Christopher Mackenzie-Coates

Un retour à la maison à vive allure lui vaut 18 mois de prison

Un retour à la maison à vive allure dans les rues de l'arrondissement de Lennoxville qui a coûté la vie à un homme de 23 ans et brisé une famille privera Christopher Mackenzie-Coates de liberté pour les dix-huit prochains mois.
Mackenzie-Coates, de Scotstown, était au volant d'un Pontiac G8 lorsqu'il en a perdu le contrôle alors qu'il roulait à 114 km/h sur la rue College en août 2009. Le véhicule du conducteur a terminé sa course contre un pilier du pont tuant Éric Coates, le passager assis à l'avant du véhicule.
L'accusé était de retour devant le juge Paul Dunnigan de la Cour du Québec pour recevoir sa peine. Le procureur aux poursuites criminelles Me Claude Robitaille et l'avocat de la défense Me Michel Dussault ont présenté une suggestion commune au juge d'une peine d'incarcération de dix-huit assortie d'une probation de deux ans et d'une interdiction de conduire tout aussi longue.
Cousin et meilleur ami de la victime, Christopher MacKenzie-Coates regrette les gestes qui sont survenus.

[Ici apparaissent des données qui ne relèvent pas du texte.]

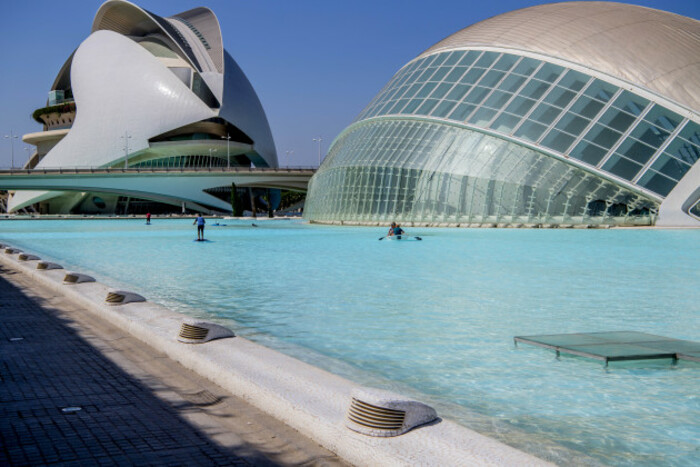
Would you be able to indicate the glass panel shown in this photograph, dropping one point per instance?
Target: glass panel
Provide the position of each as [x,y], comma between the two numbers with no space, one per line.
[469,58]
[650,134]
[616,119]
[549,72]
[482,116]
[684,151]
[497,99]
[444,108]
[462,112]
[587,107]
[453,58]
[671,167]
[505,62]
[603,136]
[487,59]
[622,167]
[454,75]
[458,92]
[427,106]
[491,78]
[530,131]
[526,66]
[630,103]
[473,75]
[588,153]
[441,90]
[560,97]
[512,83]
[572,123]
[505,123]
[477,95]
[534,89]
[439,74]
[663,118]
[573,80]
[558,141]
[520,106]
[545,114]
[636,151]
[601,90]
[657,183]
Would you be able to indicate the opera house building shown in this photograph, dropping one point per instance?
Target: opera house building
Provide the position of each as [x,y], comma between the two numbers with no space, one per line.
[566,114]
[148,91]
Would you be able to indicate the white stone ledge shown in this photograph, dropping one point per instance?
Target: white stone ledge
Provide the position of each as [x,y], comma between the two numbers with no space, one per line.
[309,399]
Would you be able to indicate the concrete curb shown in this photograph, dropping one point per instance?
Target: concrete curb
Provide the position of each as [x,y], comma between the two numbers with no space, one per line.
[307,398]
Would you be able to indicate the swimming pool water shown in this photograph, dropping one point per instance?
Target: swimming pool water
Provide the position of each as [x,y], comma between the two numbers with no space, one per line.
[436,318]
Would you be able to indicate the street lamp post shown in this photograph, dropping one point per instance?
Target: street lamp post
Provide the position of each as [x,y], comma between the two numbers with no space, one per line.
[12,137]
[126,139]
[228,149]
[319,149]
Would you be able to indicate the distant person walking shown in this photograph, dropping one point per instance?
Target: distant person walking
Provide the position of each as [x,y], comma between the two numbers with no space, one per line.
[200,227]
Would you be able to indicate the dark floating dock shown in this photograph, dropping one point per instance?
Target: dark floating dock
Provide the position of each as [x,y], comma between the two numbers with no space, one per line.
[616,346]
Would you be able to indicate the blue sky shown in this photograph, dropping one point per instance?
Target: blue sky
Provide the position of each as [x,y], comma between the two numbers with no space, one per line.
[315,64]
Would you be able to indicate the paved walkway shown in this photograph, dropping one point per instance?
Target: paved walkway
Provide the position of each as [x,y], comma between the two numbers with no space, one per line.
[136,406]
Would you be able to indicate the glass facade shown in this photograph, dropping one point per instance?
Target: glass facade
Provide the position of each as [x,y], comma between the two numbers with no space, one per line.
[418,127]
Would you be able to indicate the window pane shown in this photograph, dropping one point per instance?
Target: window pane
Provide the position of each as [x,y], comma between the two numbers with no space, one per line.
[588,153]
[636,151]
[671,167]
[560,97]
[505,123]
[545,114]
[630,103]
[572,123]
[601,90]
[527,66]
[573,80]
[482,116]
[616,119]
[587,107]
[650,134]
[512,83]
[497,99]
[462,112]
[657,183]
[534,89]
[602,136]
[491,78]
[444,108]
[441,90]
[487,59]
[549,72]
[458,92]
[622,167]
[558,141]
[530,131]
[505,62]
[520,106]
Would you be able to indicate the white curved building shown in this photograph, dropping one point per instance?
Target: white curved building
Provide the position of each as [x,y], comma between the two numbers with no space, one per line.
[147,91]
[570,113]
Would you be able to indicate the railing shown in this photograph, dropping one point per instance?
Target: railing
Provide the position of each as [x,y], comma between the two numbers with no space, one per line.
[106,170]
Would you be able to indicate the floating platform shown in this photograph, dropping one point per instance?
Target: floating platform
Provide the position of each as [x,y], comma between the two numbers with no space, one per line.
[616,346]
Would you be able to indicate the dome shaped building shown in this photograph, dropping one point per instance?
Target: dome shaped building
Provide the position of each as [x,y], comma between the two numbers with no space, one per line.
[578,113]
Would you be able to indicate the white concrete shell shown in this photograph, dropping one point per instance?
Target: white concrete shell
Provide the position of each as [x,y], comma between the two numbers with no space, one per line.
[125,91]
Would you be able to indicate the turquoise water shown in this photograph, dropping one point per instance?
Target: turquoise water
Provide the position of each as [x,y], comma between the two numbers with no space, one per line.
[436,318]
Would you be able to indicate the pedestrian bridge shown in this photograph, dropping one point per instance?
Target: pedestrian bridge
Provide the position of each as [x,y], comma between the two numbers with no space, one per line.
[168,185]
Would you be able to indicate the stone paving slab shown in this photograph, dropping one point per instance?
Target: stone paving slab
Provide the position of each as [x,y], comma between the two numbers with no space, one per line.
[48,364]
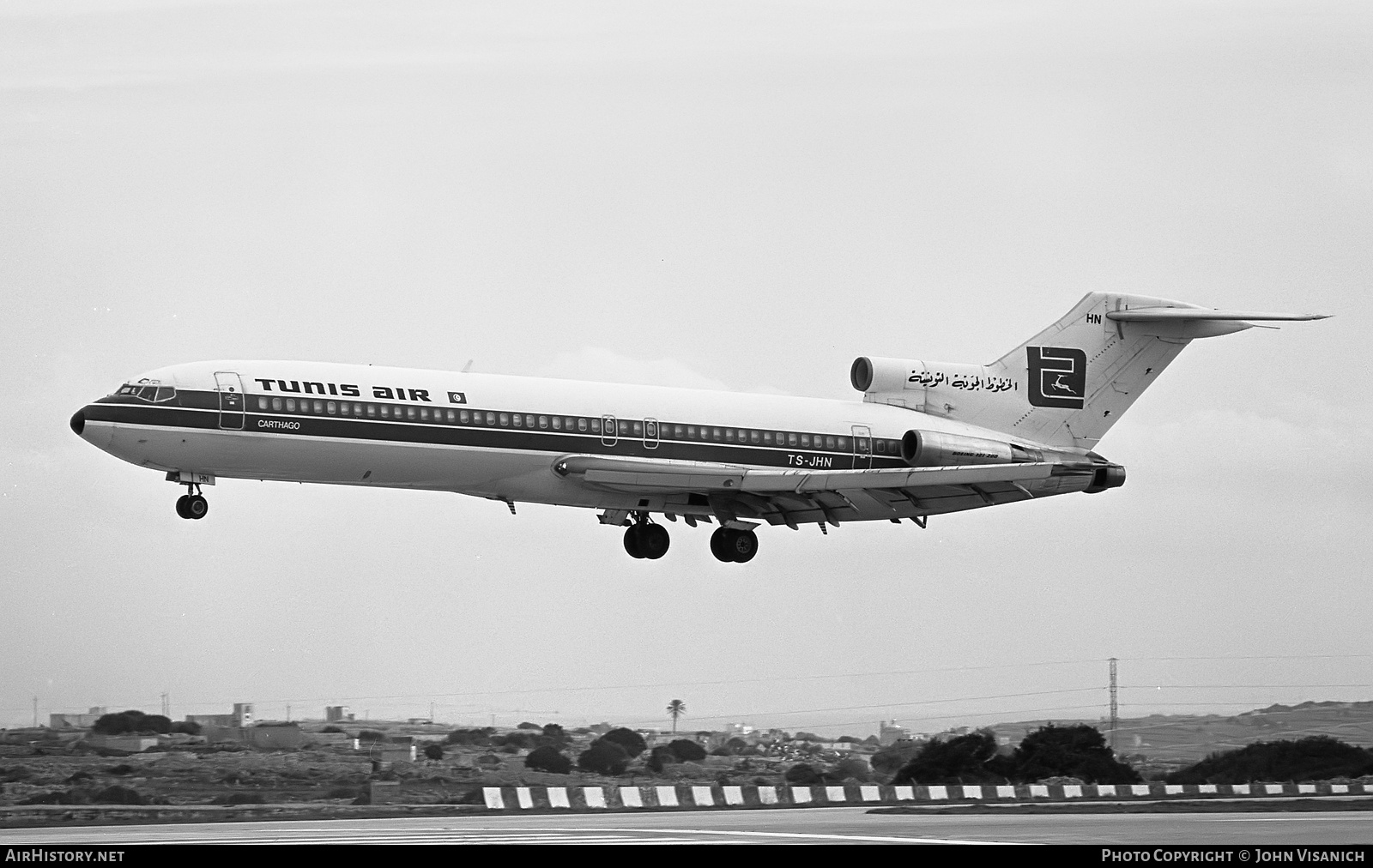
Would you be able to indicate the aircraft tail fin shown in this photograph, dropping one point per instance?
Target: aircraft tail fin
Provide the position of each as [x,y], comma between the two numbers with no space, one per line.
[1068,383]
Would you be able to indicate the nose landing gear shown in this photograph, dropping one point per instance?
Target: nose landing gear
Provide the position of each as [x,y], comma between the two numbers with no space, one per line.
[644,540]
[734,546]
[192,504]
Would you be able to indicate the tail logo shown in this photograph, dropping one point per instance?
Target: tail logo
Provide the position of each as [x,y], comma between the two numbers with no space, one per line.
[1057,377]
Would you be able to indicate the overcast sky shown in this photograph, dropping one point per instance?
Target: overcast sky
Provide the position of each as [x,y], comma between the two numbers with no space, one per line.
[741,196]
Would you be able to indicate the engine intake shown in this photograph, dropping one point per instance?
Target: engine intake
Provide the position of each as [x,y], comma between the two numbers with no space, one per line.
[937,449]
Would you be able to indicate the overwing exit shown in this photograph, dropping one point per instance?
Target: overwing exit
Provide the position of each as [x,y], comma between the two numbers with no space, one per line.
[927,438]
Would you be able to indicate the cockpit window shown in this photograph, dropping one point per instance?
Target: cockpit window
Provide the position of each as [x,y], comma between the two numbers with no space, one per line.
[148,390]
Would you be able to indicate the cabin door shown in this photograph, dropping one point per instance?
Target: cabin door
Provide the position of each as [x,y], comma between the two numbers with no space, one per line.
[862,447]
[231,400]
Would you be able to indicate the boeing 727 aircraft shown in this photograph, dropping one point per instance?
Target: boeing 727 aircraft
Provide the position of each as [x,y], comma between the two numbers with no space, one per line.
[926,438]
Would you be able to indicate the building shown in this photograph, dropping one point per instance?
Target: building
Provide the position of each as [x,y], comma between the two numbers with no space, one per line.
[240,717]
[889,733]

Les proches de la victime originaire de LaPatrie ne croyant pas que les remords de l'accusé sont sincères. L'événement tragique a brisé la famille en deux.
Vêtu en noir, lundi, l'accusé a accepté son sort sans broncher. La tête basse, il a pris le chemin de la prison. Ses parents l'accompagnaient au palais de justice de Sherbrooke. La famille de la victime et de l'accusé ne se sont pas parlés.

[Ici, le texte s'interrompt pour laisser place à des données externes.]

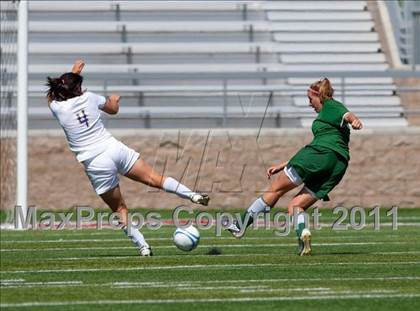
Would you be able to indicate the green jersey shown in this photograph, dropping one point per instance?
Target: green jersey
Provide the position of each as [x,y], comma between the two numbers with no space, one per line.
[330,130]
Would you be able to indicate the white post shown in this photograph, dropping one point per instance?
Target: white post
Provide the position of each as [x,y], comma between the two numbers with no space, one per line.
[22,110]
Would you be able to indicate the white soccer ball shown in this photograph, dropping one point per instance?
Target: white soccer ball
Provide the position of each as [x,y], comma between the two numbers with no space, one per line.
[186,239]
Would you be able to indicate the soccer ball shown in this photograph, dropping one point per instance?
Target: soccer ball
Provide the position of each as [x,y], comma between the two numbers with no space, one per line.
[186,239]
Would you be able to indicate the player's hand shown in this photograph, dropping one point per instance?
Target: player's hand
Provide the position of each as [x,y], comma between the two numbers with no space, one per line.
[357,124]
[273,170]
[115,98]
[78,66]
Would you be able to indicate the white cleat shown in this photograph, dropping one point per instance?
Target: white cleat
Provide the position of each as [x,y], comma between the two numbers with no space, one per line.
[200,198]
[305,237]
[145,251]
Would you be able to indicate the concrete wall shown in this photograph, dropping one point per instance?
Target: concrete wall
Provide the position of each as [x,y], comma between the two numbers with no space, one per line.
[230,165]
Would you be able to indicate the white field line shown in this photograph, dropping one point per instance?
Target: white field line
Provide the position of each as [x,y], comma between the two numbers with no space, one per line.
[195,284]
[209,245]
[203,300]
[206,266]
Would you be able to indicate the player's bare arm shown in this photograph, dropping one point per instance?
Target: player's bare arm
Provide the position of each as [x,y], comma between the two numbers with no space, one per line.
[353,120]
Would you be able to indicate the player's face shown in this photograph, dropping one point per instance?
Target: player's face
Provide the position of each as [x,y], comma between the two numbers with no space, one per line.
[314,101]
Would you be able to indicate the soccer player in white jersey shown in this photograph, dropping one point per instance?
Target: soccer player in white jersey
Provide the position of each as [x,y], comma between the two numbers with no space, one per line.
[103,156]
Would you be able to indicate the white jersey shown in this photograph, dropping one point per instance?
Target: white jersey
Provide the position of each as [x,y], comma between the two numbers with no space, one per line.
[80,119]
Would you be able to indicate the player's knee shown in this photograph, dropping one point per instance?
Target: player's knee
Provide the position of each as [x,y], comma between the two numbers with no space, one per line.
[292,207]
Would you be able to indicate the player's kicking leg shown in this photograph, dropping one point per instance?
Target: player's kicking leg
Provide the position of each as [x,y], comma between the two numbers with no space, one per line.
[116,202]
[263,204]
[300,203]
[145,174]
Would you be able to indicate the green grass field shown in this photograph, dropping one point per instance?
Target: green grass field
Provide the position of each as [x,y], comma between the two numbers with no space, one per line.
[100,270]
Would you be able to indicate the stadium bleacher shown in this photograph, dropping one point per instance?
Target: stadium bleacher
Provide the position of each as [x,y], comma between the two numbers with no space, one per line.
[121,37]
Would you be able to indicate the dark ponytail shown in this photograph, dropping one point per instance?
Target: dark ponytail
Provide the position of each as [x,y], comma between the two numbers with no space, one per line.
[67,86]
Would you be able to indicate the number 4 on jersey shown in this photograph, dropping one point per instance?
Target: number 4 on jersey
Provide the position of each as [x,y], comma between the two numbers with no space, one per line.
[82,117]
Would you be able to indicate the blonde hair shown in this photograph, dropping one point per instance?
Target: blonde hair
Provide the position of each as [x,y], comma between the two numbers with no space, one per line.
[323,89]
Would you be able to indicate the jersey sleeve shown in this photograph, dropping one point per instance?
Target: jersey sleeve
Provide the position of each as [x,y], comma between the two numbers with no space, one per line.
[97,99]
[334,112]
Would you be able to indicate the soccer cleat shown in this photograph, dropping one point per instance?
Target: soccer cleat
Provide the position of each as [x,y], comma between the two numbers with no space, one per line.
[305,243]
[145,251]
[200,198]
[235,231]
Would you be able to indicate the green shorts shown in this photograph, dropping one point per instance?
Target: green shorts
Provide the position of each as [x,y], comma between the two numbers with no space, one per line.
[320,169]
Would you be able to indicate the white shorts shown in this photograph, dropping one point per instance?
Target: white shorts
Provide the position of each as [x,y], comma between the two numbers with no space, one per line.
[104,168]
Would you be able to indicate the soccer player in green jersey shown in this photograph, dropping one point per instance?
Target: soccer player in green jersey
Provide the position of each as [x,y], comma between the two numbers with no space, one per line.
[319,166]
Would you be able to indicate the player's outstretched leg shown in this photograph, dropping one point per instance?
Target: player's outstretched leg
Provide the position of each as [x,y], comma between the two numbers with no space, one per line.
[297,206]
[145,174]
[263,204]
[116,202]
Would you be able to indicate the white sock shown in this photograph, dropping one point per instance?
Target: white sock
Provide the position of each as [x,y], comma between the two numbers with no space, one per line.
[136,236]
[258,206]
[172,185]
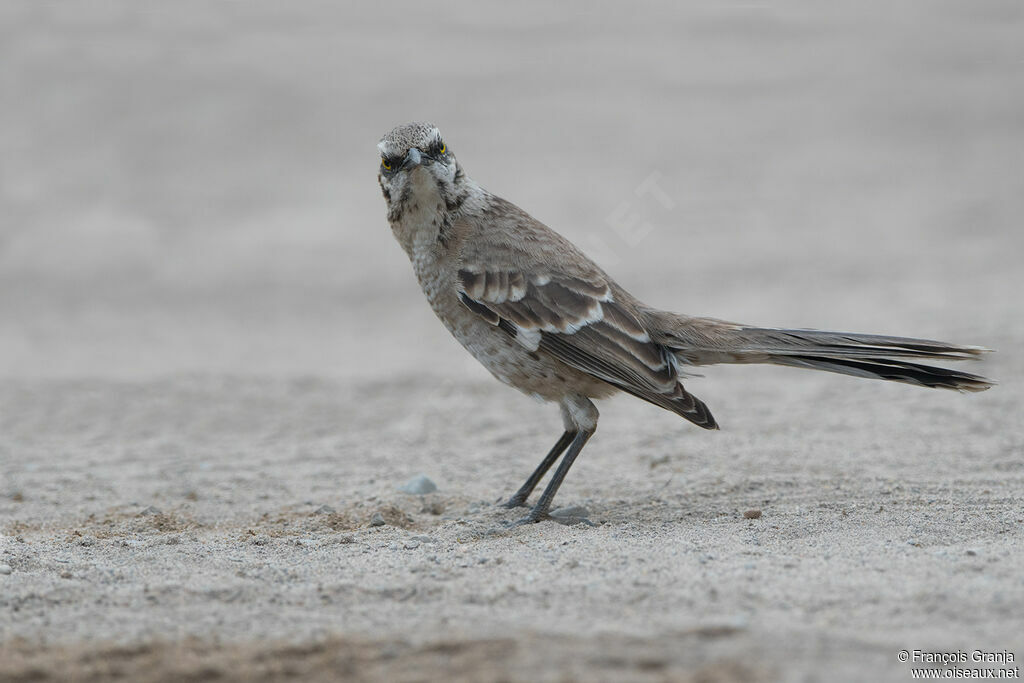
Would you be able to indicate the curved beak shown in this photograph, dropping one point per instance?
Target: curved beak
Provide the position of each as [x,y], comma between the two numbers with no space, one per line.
[413,159]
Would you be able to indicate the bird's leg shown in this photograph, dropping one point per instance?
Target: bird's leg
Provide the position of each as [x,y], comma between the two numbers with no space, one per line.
[540,511]
[519,498]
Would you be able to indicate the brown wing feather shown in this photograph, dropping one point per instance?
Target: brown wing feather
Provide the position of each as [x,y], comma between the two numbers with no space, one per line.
[578,321]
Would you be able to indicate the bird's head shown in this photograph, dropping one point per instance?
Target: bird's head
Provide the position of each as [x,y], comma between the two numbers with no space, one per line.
[418,170]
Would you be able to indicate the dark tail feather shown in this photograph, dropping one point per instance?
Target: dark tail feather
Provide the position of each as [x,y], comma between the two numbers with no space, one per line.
[704,341]
[894,371]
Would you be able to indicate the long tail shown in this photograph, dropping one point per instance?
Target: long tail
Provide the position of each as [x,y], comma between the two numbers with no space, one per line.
[700,341]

« C'est vraiment difficile de lui pardonner. Cependant, nous ne pouvons pas revenir en arrière », indique Émily Coates, la soeur de la victime qui était présente devant le tribunal avec son père.

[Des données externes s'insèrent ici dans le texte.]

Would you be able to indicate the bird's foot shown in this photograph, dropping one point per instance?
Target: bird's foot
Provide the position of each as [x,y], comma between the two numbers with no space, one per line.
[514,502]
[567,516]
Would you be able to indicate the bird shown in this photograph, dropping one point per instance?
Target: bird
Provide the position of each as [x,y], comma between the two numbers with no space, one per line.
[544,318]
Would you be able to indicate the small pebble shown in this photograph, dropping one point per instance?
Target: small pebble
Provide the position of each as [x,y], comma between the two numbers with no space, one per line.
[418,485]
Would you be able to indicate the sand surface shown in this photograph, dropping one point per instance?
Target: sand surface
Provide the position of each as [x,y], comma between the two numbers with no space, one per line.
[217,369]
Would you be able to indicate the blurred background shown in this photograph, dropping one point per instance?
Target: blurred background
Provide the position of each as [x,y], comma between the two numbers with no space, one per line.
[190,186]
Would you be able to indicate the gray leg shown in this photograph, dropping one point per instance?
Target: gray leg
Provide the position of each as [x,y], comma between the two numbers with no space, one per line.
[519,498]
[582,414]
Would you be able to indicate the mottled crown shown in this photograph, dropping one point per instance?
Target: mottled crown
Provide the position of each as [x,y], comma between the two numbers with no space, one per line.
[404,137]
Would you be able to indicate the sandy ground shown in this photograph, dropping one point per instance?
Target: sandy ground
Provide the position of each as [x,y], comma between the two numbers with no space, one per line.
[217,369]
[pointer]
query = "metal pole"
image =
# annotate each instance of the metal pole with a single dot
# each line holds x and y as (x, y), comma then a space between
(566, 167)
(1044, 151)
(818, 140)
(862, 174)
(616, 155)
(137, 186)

La famille de la victime a déposé des lettres au tribunal décrivant les impacts de cet accident sur leur vie.
Des accusations de conduite dangereuse causant la mort avaient été déposées une année après les tragiques événements survenus en pleine nuit près de l'Université Bishop' s. Christopher Mackenzie Coates et Éric Coates revenaient d'une soirée entre amis où ils avaient consommé de la bière lorsque l'accident mortel est survenu. Le Service de police de Sherbrooke avait demandé à un expert de procéder à un rétrocalcul de la consommation d'alcool. Les résultats n'avaient pas permis de porter des accusations relatives à la consommation d'alcool.
« Il y avait présence d'alcool, mais pas assez pour permettre de porter des accusations qui y étaient reliées. L'accusé roulait cependant à plus de deux fois la limite permise », a expliqué au tribunal Me Robitaille.
Me Michel Dussault soutient que son client n'a jamais minimisé son implication dans cet accident. Il a même fait des aveux concernant sa conduite aux policiers à la suite de son arrestation.
Christopher Mackenzie Coates avait plaidé à l'accusation de conduite dangereuse causant la mort le 2 août 2009.